1

My problem in a nutshell is that I want the list of english words that are output when I run 'strings' on a binary file. Currently the file I run it on dumps a lot of trash to the screen, and I'm only interested in words that are, well, words.

After poking around here, I see that grep -f accompanied by a Linux Dictionary File will do what I want, but it is slow.

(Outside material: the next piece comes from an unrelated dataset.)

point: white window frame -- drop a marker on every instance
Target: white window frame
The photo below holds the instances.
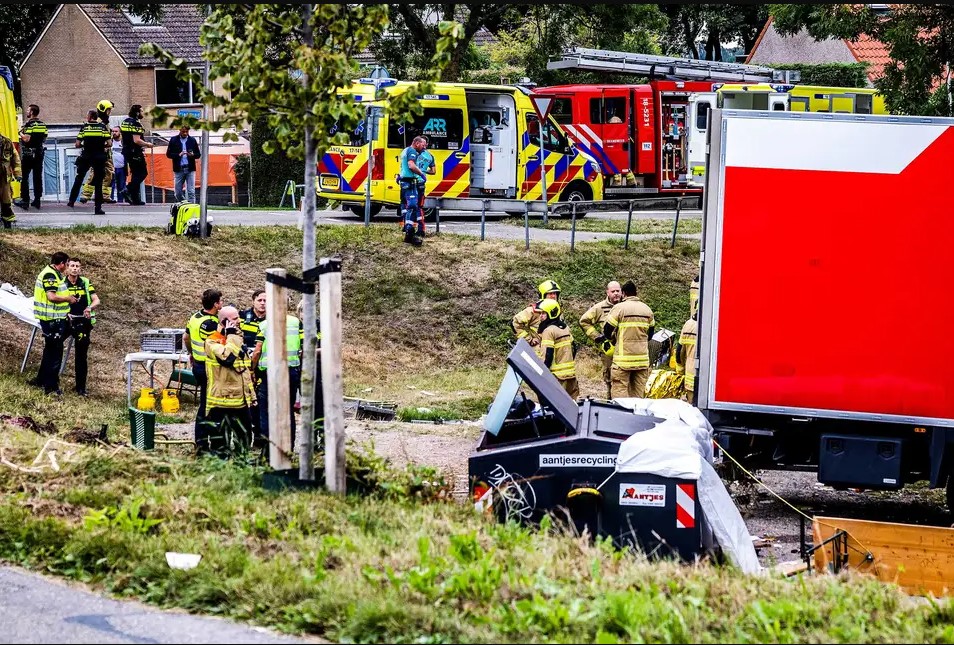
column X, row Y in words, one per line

Is there a faster alternative available, or is it really just that hard to match english words?

Gus
  • 249
  • 5
  • 15
  • Yeah, I get that brute force matching will be hard, but I was hoping for a utility that used something like [Aho-Carasick matching](http://en.wikipedia.org/wiki/Aho%E2%80%93Corasick_string_matching_algorithm) to preprocess the match list and be faster, without having to write it myself. (It's possible that grep's already doing that and is still that slow, and if so I'll just have to live with it) – Gus Dec 26 '12 at 18:07
  • fgrep searches for any of a list of fixed strings using the Aho–Corasick string matching algorithm. - http://en.wikipedia.org/wiki/Grep. Note how the link to grep was right in that article you linked to? – Zoredache Dec 26 '12 at 18:17
  • I see 'formed the basis of the original' implying 'doesn't anymore'. Which makes sense when you consider that grep treats each input line as a mini regex, which would preclude using that algorithm to match fixed strings – Gus Dec 26 '12 at 18:28
  • @Zoredache, fgrep (or grep -F) works. Performance improved from minutes to less than a second. Make it an answer and I'll accept it. – Gus Dec 26 '12 at 19:09

2 Answers2

2

It's not hard to match, the problem is you're matching a possibly long list against a really long list. It takes a long time simply due to the sheer number of comparisons that have to be made.

John
  • 9,070
  • 1
  • 29
  • 34
0

Grep can use a faster matching algorithm when it knows that it's only matching fixed strings, (vs regular expressions). You enable this behavior by supplying the -F argument, or using the fgrep command.

The full command is:

strings fileToScan | grep -F -f /usr/share/dict/words

assuming the dictionary file is present at /usr/share/dict/words

Gus
  • 249
  • 5
  • 15